Un Grammy Award comme consécration internationale

Dans une station de radio alimentée en électricité de manière intermittente, le groupe enregistre en 2001 l’album The Radio Tisdas Sessions à Kidal, fief des Touaregs. Le disque est produit avec le soutien du groupe français Lo’Jo, qui joue un rôle décisif dans sa diffusion. Tinariwen est ensuite invité à se produire en Europe, tandis que le Festival au désert, près de Tombouctou, attire un public international.

Avec Amassakoul puis Aman Iman, le groupe affirme un peu plus son identité artistique : un rôle central confié aux guitares et aux chœurs, des textes et une attitude destinés à défendre sa culture, sa langue, son mode de vie. En 2011, Tassili, auquel participe le chanteur américain Tunde Adebimpe du groupe TV on the Radio, reçoit le Grammy Award du meilleur album de musique du monde. Cette distinction apporte à l’assouf, ce blues touareg incarné par Tinariwen, une reconnaissance internationale qui bénéficie aussi à la cause que défend le groupe.

Tinariwen, à la fois matrice et référence

Au fil des années, Tinariwen est devenu un point d’appui pour une nouvelle génération de musiciens touaregs. Dans le sillage de cette formation dont les effectifs ont eux-mêmes beaucoup évolué au fil du temps, tout un mouvement s’est créé. En témoignent les deux volets de la compilation Ishumar (dérivé du terme « chômeurs », en lien avec la situation des musiciens et le regard porté sur eux) parus en 2008 et 2011.

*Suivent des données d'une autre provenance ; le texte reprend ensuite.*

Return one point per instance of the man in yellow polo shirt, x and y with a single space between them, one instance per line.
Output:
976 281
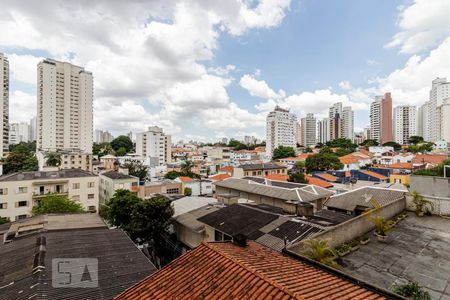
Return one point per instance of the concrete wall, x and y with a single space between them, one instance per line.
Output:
355 227
434 189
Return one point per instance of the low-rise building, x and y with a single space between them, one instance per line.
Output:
259 170
111 181
20 192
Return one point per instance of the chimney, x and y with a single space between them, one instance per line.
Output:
240 240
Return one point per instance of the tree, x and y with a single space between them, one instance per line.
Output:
282 152
297 177
323 162
318 250
120 207
415 139
369 143
121 151
137 169
411 290
394 145
53 159
187 191
122 141
52 204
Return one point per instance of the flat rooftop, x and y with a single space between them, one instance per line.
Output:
418 249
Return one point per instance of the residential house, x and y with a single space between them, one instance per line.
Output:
20 192
101 262
111 181
301 199
237 270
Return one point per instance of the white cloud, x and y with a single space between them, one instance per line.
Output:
140 52
424 24
259 88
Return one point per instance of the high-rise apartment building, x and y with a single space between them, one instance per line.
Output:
323 130
335 116
65 104
101 136
381 118
4 104
348 123
19 132
155 145
405 123
281 128
308 128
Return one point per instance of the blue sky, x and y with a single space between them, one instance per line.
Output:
157 63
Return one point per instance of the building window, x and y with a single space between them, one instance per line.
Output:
22 203
21 190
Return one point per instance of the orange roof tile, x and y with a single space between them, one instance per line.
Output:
227 169
430 158
327 176
185 179
226 271
375 174
279 177
219 177
318 182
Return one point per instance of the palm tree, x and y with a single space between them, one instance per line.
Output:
420 203
53 159
318 250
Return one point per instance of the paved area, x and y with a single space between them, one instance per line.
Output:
418 249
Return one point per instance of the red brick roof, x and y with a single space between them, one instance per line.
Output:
219 177
374 174
226 271
279 177
318 182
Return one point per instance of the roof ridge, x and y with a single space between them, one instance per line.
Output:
252 270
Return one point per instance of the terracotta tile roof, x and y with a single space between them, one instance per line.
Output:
374 174
279 177
318 182
327 176
226 271
226 169
185 179
219 177
430 158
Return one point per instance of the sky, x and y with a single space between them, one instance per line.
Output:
207 69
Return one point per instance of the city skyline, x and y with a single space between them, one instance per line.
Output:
225 88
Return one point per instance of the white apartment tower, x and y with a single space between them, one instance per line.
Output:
405 123
323 130
347 123
154 144
65 104
281 128
308 130
4 104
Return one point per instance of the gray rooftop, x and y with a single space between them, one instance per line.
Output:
307 193
361 197
44 175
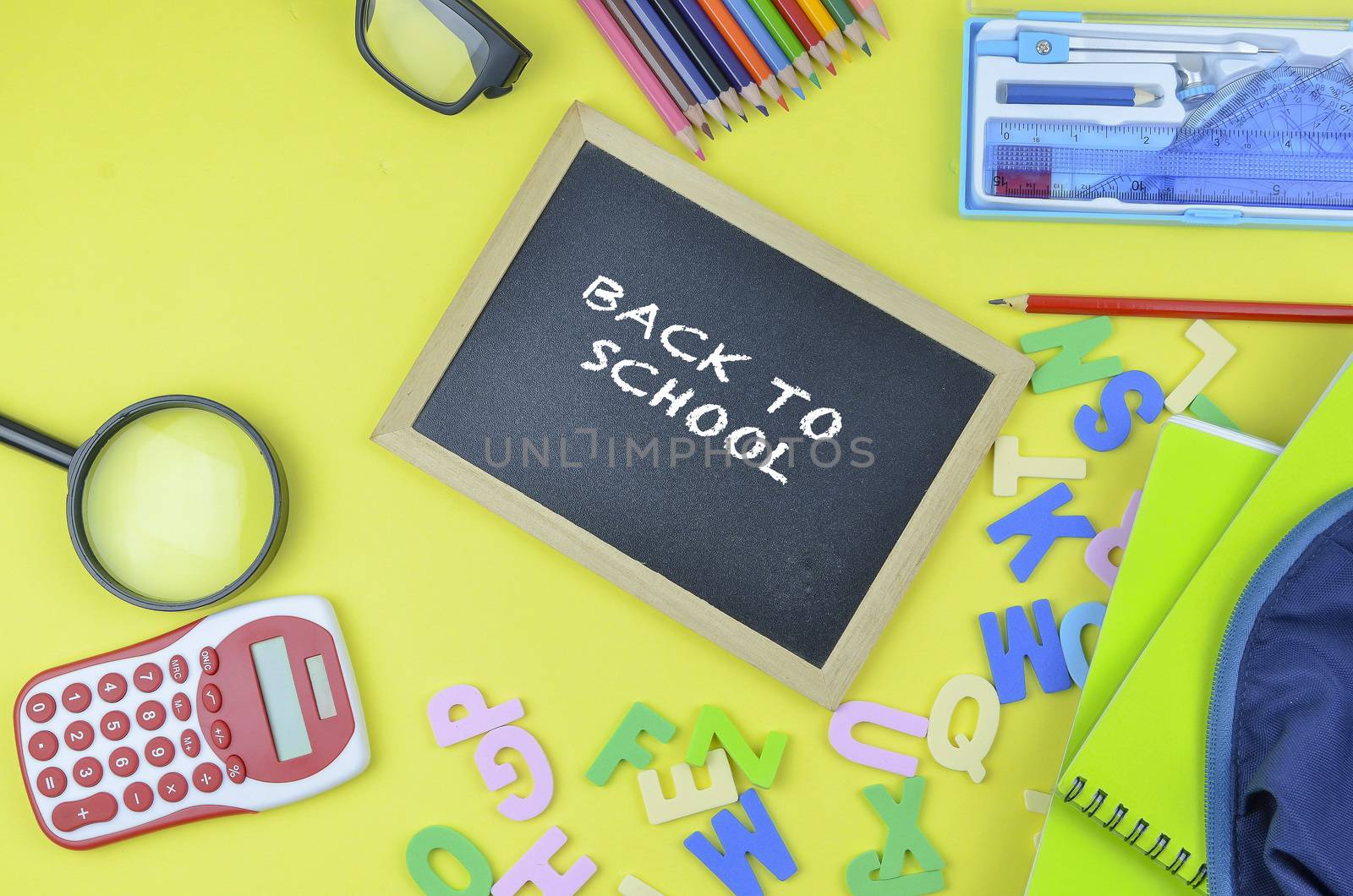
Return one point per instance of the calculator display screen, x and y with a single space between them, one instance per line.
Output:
281 699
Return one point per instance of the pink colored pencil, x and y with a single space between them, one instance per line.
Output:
649 83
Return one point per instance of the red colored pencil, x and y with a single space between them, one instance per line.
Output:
1206 309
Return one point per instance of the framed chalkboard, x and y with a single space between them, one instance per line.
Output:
704 403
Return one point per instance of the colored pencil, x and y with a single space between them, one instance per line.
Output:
721 52
850 26
660 67
1192 309
785 37
807 34
825 25
649 83
700 57
764 44
868 11
676 53
746 51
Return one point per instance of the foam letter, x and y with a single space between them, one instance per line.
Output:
859 882
635 887
841 735
904 833
1044 653
1069 366
762 842
1042 527
1008 467
1217 352
430 839
1118 417
1102 546
534 868
687 797
497 776
1073 648
606 290
478 719
715 723
624 743
964 753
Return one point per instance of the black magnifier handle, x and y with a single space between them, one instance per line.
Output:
38 444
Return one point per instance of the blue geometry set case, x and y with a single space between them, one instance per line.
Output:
1159 119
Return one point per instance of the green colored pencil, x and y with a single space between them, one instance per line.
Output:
850 25
786 38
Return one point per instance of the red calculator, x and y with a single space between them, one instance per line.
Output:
241 711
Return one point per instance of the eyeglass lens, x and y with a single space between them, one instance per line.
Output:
428 46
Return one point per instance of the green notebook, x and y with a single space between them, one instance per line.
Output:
1140 773
1201 477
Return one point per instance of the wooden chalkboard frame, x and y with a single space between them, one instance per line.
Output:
827 686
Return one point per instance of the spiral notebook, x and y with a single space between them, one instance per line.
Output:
1138 777
1199 478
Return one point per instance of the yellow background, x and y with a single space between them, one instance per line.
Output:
221 198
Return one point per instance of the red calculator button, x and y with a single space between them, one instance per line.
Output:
220 734
123 762
79 735
206 777
182 707
173 787
42 746
112 688
236 769
160 751
151 715
41 708
148 677
76 697
52 781
139 796
115 726
71 817
88 772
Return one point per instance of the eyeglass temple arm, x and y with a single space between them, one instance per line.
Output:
34 443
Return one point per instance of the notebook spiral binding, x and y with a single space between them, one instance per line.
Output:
1153 850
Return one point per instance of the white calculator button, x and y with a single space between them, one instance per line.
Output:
160 751
52 781
42 746
123 762
139 796
115 726
91 810
148 677
88 772
79 735
112 688
151 715
76 697
173 787
41 707
180 707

Terakaft — créé par d’anciens proches de Tinariwen — ou Kel Assouf, prolongent cette esthétique. Toumast, Koudede, Ibrajim Djo Experience, Atri N’Assouf ont aussi apporté leur contribution. Aujourd’hui, plusieurs générations se reconnaissent dans ce courant musical qu’elles perpétuent. Au Mali, Tamikrest fait partie de ceux qui revendiquent cet héritage, tout comme Etran de l’Aïr au Niger ou Imarhan en Algérie. Certains de leurs membres ont parfois grandi au contact de leurs glorieux aînés, au sein de leurs familles ou de leurs réseaux proches.

De nombreuses collaborations internationales, en particulier américaines

En raison de l’instabilité politique dans le nord du Mali à partir des années 2010, Tinariwen enregistre régulièrement hors du pays. Tassili est capté dans le désert algérien, dans une tente, avec des invités venus de la scène américaine. En 2014, Emmaar est enregistré dans le désert de Joshua Tree, en Californie, où les musiciens recréent des conditions de vie proches de celles du Sahara.

Des artistes comme le rappeur-poète Saul Williams ou le guitariste Josh Klinghoffer (des Red Hot Chili Peppers) participent à ces sessions. Le dialogue se poursuit sur Amatssou avec des musiciens liés à la country américaine, tandis que le producteur canadien Daniel Lanois (U2, Bob Dylan, Peter Gabriel…) intervient à distance. Sur Amadjar, c’est la Mauritanienne Noura Mint Seymali qui est invitée à trois reprises au micro.

Hoggar, le nouvel album entre transmission et retrouvailles

En 2026, avec Hoggar, Tinariwen retourne sur les lieux de ses tout débuts, à Tamanrasset. Le massif montagneux qui donne son nom au disque constitue un repère géographique et symbolique pour les populations touarègues. Venus là en raison de l’insécurité persistante chez eux, les musiciens n’hésitent pas à s’en prendre ouvertement dans « Aba Malik » aux troupes de Wagner, milice russe (remplacée depuis 2025 par Africa Corps) soutenue par le régime de Bamako et dont ils détaillent les violences.

Les sessions ont eu lieu au studio du groupe Imarhan, qui participe également à l’album. Quelques anciens (Diarra et Sanou Ag Hamed, fondateur de Terakaft) font un retour ponctuel, tandis que la présence du Suédois José González ou de la Soudanaise Sulafa Elyas rappellent l’envergure planétaire du groupe. Avec Tinariwen, la musique du désert résiste aux océans et à tous les climats.